Les composantes fondamentales de ces jumeaux numériques seraient la modélisation du corps (ADN, tissus, cellules, modèle anatomique 3D et même fonctionnement cérébral). Des bases de données ouvriraient la voie pour la recherche en particulier dans le domaine thérapeutique. La génétique et l’épigénétique grâce au séquençage de l’ADN systématique individuel serait mieux prises en compte. À cet outil informatique on pourrait ajouter des capteurs connectés et un système d’information. L’IA trouvera ici un champ de développement important.

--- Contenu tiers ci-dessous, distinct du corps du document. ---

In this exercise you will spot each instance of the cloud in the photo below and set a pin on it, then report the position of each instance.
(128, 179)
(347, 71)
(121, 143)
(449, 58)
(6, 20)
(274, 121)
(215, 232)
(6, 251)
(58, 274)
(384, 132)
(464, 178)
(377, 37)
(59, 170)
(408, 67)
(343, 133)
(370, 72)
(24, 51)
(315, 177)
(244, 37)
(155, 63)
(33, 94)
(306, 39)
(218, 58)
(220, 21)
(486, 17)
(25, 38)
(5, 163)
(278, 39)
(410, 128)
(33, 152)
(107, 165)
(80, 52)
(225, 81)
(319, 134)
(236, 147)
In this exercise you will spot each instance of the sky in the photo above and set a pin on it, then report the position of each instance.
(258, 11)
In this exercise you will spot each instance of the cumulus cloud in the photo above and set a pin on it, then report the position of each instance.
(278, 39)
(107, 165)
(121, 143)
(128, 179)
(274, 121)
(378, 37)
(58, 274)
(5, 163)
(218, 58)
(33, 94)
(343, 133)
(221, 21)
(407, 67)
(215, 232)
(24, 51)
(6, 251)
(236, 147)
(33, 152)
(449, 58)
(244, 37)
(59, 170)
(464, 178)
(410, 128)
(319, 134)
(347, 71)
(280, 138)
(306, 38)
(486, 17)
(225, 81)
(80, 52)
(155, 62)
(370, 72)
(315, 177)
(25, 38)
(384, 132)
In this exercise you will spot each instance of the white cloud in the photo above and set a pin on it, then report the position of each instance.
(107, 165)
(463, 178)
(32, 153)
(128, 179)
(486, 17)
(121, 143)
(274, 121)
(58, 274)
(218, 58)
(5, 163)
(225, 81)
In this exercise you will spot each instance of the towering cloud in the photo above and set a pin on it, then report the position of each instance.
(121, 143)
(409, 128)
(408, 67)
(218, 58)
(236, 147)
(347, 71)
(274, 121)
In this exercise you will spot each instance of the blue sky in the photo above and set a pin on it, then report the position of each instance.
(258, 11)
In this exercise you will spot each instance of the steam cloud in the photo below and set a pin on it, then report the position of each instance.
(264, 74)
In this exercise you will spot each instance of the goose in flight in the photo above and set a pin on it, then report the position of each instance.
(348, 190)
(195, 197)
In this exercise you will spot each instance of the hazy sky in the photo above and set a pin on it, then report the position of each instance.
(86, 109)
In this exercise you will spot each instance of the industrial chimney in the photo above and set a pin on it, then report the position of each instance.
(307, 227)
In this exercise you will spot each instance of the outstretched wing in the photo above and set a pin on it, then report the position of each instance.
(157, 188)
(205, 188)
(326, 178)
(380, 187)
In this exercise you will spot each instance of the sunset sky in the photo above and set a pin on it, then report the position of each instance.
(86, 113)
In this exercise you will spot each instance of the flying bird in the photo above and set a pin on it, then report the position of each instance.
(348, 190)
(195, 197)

Les problèmes à prendre en compte sont néanmoins nombreux : un modèle économique compliqué, un rejet du numérique de la part des personnes mais aussi des professionnels de santé, des problèmes de stockage des données et de confidentialité (cybersécurité), des problèmes de gouvernance, d’organisation et d’éthique.
Le futur s’ouvre vers de nouvelles technologies encore insoupçonnées : des blockchains pour la sécurité, l’informatique quantique (puissance, rapidité), les biotechnologies (manipulations génétiques thérapeutiques, bio-ingénierie pour créer des cellules et des tissus individualisés). Bref une nouvelles médecine se profile.
On pourra lire à ce sujet la note de Serge Soudoplatoff, publiée par Fondapol ( fondapol.org) en septembre 2023. En conclusion : on n’échappera pas à l’IA en santé. La question est de savoir qui va maîtriser ces technologies et dans quel but. La question du capitalisme et du marché est ici posée. On est bien rentré sans le savoir dans l’anthropocène ou ère de la connaissance que nous annonce avec tant de force Jürgen Renn.